One month ago today I gave birth to my beautiful daughter. I still feel like it is surreal. I love looking at her and watching every move and sound she makes. Every crinkle in her brow, rumple of her nose, twitch of her leg. Every grunt or sneeze or cry or rather wail i cherish. I love her so much. Being a mother is something that you really can not describe to anyone else. The feelings i have for my child are indescribable. I find that the only people who understand are those who have experienced this miracle for themselves! I find myself still sometimes thinking it is not real. But then she takes a pooh and I know it is real!! LOL
So tomorrow is her first ever Christmas eve. She was estimated to be due on Christmas day so the next 2 days are really special. She is officially "full term" now but already a month old!! Woohoo Amelia!!! I am still holding out hope that both my mom and MIL will begin to feel better and baby girl Amelia can see her grandmothers for Christmas. Her first Christmas that is!!!! I have her little outfit ready to go and can not wait to get all paparazzi on her during the Christmas festivities!!!
I really enjoy spending the days with her. Daddy is back at work and we have mommy and baby time all day.

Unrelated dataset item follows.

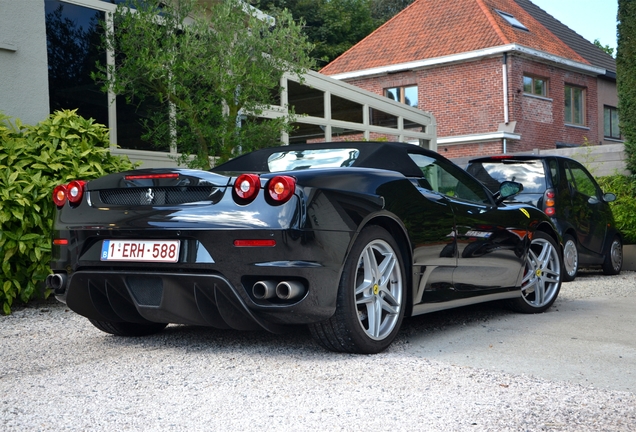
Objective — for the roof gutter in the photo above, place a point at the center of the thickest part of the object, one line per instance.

I then find myself a little jealous at night when he comes home and takes her for the evening. But I also feel thankful that he wants to spend so much time with her. Then I feel guilty for being glad to have some "me" time. So to compensate I stare at her while she is in daddy's arms!!! Then when she makes a noise or something I tell Alberto "You want me to take her?" He usually scowls at me and says "no Its my turn you have her all day" I am such a big dork!!!! And we are so your cliche first time parents!!!